La Corte di cassazione è tornata a pronunciarsi sulla questione relativa alla portata del diritto soggettivo del lavoratore di astenersi dalla prestazione in occasione delle festività infrasettimanali. Nel far ciò, ha ribadito il proprio orientamento consolidato secondo cui si tratta di riposi rinunciabili e ha indicato le condizioni al ricorrere delle quali il diritto in parola è derogabile.

Massima

Il diritto soggettivo di astenersi dalla prestazione in occasione delle festività infrasettimanali è disponibile da parte del lavoratore, il quale può rinunciarvi in virtù di un accordo individuale con il datore di lavoro, o di accordi sindacali stipulati da organizzazioni sindacali cui il lavoratore abbia conferito esplicito mandato, dovendosi ritenere sufficiente l'espresso richiamo nel contratto di assunzione alla disciplina normativa del contratto collettivo di categoria ove le parti sociali - nel prevedere un'articolazione dell'orario di lavoro su tutto l'arco della settimana, giorni festivi compresi -, senza negare il diritto al riposo nelle festività infrasettimanali, abbiano già preventivamente valutato le esigenze sottese al contemperamento del diritto individuale nel contesto delle peculiarità del settore di competenza, nonché lo svolgimento di fatto del rapporto per un lungo periodo con organizzazione in turni anche nei giorni delle festività infrasettimanali

Il caso

La vicenda ha tratto l’abbrivio dall’azione di mero accertamento di alcuni lavoratori occupati nel settore dei trasporti pubblici aeroportuali volta a verificare l’esistenza del loro diritto ad astenersi dal lavoro nelle festività infrasettimanali, la derogabilità o l’inderogabilità di tale diritto e i possibili modi in cui la deroga può essere attuata in ragione del lavoro in turni che comporta la ragionevole probabilità di coincidenza del turno con una giornata festiva infrasettimanale.

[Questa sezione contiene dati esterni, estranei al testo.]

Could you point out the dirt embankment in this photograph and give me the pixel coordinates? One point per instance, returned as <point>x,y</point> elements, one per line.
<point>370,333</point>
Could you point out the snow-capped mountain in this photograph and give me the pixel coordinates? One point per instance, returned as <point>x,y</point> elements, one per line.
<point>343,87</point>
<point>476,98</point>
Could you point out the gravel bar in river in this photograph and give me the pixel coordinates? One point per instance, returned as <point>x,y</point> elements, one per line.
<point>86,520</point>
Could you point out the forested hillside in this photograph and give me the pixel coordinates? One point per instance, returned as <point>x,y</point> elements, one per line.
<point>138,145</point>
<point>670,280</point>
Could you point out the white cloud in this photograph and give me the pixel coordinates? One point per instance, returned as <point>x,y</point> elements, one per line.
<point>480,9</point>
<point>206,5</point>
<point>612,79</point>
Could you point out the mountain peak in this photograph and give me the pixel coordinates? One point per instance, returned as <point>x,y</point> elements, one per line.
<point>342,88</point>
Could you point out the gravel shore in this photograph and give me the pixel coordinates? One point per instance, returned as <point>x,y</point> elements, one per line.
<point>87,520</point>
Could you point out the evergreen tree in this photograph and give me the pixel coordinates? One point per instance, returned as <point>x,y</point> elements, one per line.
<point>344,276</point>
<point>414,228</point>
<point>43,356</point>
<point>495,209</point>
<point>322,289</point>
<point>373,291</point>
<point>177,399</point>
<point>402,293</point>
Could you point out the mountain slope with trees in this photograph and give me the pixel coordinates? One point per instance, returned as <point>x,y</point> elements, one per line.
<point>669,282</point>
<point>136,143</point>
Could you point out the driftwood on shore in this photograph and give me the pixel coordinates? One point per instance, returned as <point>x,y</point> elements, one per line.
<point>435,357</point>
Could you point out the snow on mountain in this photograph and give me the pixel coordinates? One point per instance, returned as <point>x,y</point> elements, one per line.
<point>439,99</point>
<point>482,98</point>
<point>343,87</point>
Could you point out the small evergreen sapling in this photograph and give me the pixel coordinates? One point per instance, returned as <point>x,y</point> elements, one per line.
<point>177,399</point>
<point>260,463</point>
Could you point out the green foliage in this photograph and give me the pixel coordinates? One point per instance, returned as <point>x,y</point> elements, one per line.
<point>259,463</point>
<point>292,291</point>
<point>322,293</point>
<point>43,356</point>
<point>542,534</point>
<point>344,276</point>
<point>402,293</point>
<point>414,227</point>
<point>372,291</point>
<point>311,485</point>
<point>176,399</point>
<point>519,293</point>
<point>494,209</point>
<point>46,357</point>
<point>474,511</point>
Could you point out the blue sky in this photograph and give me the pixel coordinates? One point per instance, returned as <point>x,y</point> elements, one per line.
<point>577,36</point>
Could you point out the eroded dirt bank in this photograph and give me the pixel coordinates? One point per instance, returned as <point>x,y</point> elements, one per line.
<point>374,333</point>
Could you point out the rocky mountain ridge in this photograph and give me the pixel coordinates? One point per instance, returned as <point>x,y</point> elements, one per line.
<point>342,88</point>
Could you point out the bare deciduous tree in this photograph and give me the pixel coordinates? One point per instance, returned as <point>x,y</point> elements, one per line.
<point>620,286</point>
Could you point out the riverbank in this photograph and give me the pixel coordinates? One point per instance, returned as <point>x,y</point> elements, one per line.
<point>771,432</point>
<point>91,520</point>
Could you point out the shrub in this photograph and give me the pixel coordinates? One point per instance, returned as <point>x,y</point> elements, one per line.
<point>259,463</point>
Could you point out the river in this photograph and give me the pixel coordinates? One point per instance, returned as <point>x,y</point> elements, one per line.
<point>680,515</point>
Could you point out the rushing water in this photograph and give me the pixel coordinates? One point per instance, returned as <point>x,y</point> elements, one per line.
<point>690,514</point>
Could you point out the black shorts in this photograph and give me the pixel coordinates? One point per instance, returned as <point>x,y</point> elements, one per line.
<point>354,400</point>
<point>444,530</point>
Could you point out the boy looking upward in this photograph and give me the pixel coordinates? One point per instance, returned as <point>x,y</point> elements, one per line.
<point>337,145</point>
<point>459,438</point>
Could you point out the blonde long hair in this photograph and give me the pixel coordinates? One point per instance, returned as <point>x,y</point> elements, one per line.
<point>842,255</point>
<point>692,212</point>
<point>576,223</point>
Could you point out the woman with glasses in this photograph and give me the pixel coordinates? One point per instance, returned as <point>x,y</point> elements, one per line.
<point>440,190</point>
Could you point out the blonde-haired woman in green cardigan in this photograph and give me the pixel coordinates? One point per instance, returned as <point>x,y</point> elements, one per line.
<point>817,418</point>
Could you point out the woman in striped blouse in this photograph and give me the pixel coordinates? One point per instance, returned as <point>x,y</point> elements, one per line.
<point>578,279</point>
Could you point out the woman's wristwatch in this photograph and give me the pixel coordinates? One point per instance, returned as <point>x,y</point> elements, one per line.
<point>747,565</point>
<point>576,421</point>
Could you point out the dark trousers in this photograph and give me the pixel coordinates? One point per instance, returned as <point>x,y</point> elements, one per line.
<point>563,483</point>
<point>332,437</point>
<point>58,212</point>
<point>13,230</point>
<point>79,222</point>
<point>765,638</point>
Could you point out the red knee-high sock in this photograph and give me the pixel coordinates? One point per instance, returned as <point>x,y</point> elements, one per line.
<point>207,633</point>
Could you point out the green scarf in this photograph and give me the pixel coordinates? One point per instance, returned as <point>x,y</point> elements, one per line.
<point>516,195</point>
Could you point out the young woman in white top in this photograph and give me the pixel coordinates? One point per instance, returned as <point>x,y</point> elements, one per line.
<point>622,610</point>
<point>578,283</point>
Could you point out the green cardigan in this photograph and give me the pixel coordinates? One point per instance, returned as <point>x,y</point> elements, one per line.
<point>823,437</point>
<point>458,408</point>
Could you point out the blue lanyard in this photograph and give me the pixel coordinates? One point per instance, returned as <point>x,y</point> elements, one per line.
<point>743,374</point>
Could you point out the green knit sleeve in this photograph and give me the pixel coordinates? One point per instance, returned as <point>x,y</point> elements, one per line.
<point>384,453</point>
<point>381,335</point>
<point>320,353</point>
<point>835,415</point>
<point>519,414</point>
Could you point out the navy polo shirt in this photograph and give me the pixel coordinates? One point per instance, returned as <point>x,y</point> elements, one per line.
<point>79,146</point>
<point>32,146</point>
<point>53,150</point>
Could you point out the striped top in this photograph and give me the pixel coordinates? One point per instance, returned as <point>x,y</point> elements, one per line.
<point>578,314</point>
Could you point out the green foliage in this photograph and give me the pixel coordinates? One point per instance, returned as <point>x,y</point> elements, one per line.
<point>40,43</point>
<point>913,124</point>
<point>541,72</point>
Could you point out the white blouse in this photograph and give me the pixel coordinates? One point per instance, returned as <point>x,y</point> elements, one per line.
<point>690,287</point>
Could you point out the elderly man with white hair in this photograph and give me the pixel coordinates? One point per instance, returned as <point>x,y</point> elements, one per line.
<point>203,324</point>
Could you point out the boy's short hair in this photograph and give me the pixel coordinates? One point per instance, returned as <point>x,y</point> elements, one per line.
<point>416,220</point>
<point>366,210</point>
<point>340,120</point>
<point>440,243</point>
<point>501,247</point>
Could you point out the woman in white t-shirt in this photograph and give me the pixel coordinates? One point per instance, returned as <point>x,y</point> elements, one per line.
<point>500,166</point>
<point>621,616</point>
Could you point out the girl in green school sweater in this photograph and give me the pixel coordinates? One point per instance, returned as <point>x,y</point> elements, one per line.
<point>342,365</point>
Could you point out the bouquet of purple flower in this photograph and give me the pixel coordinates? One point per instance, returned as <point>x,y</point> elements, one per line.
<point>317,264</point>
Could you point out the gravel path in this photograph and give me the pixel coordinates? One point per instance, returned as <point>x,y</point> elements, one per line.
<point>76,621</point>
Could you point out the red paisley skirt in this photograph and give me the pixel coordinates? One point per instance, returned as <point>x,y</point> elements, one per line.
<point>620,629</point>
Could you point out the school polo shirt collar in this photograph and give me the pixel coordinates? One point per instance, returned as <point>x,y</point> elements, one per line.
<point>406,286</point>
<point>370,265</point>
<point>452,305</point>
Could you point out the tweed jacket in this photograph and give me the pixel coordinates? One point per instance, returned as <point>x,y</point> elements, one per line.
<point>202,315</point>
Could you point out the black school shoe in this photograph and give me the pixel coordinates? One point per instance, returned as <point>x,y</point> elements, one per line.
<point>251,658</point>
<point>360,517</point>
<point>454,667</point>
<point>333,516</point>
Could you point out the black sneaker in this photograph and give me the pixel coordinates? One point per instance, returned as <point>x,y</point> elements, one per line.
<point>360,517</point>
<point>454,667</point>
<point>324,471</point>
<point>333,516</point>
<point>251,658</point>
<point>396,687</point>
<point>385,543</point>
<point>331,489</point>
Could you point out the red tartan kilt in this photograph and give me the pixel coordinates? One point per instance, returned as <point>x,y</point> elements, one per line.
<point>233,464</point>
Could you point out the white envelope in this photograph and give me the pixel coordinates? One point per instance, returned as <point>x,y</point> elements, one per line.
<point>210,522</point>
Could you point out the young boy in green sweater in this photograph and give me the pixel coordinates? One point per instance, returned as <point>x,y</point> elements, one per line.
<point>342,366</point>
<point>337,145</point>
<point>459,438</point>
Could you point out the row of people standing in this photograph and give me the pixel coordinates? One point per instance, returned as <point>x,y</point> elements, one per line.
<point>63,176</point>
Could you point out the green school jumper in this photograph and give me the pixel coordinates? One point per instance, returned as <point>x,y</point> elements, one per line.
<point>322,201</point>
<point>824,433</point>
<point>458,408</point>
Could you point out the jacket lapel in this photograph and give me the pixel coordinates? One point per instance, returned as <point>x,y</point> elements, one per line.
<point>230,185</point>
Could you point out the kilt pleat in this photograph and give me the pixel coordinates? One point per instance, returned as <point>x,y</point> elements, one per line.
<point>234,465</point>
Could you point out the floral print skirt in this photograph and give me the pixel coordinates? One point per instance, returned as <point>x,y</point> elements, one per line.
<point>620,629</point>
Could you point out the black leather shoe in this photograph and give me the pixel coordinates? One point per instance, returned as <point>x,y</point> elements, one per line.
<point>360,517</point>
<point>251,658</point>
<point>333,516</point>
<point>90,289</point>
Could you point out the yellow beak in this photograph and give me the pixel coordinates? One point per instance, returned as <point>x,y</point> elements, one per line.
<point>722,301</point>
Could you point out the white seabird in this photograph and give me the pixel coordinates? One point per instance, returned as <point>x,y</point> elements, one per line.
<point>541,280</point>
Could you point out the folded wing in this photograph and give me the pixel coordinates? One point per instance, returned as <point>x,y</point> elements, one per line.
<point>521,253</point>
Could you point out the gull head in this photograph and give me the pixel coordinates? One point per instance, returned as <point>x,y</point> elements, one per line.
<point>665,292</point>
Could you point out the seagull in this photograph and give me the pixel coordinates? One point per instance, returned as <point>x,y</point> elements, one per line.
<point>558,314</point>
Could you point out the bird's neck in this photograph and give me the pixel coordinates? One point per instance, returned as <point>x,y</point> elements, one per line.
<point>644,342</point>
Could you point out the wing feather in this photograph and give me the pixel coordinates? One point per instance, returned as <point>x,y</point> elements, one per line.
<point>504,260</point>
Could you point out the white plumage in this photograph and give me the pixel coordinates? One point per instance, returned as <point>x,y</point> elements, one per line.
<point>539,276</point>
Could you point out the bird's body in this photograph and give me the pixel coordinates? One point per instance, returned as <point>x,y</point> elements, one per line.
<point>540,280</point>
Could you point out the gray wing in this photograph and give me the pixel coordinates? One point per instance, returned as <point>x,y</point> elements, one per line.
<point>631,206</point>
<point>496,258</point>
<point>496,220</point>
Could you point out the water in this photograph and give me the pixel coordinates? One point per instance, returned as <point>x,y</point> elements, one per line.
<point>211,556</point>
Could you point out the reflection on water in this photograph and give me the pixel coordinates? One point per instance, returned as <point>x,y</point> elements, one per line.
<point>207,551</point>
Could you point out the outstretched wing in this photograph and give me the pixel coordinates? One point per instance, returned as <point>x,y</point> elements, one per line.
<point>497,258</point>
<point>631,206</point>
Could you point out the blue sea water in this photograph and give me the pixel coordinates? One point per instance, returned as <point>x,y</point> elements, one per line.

Tanto in primo grado, quanto in grado d’appello, i lavoratori avevano visto riconosciuto il loro diritto. La Corte d’appello di Firenze, in particolare, aveva interpretato gli artt. 2 e 5 della legge 260 del 1949, integrata dalla successiva legge 90/1954, nel senso dell’insussistenza di alcun obbligo, in forza di legge, per il lavoratore di prestare attività lavorativa nelle festività infrasettimanali. Aveva aggiunto che l’obbligo di prestazione lavorativa nelle predette giornate non avrebbe potuto essere imposto unilateralmente dal datore di lavoro e neppure concordato in sede di contrattazione collettiva, potendo derivare unicamente da un accordo individuale tra datore di lavoro e lavoratore. Aveva ritenuto che nel caso di specie un simile obbligo non risultasse previsto né da accordi individuali intervenuti tra le parti e neppure ad opera della contrattazione collettiva, ciò che l’aveva condotto ad accogliere la domanda.

La questione

La pronuncia della Corte di cassazione, dopo aver ritenuto sussistente l’interesse ad agire a sostegno della domanda di mero accertamento, nel merito ha ribadito l’orientamento espresso da altri propri precedenti, accogliendo il ricorso per cassazione promosso dal datore di lavoro con cui questi ha censurato l’asserzione secondo cui il diritto in parola sarebbe assoluto e non derogabile dalla contrattazione collettiva, a prescindere dal fatto che questa contenga previsioni in tema di lavoro a turni su un calendario destinato a coprire 365 giorni all’anno.

Le soluzioni giuridiche

A premessa della propria motivazione, la Cassazione ha chiarito che l’azione di mero accertamento promossa dai lavoratori è sorretta dall’interesse ad agire, la cui sussistenza non implica necessariamente l'attuale verificarsi della lesione d'un diritto o una contestazione, essendo sufficiente uno stato di incertezza oggettiva, anche non preesistente rispetto al processo, sull'esistenza di un rapporto giuridico o sull'esatta portata dei diritti e degli obblighi da esso scaturenti, costituendo la rimozione di tale incertezza un risultato utile, giuridicamente rilevante e non conseguibile se non con l'intervento del giudice.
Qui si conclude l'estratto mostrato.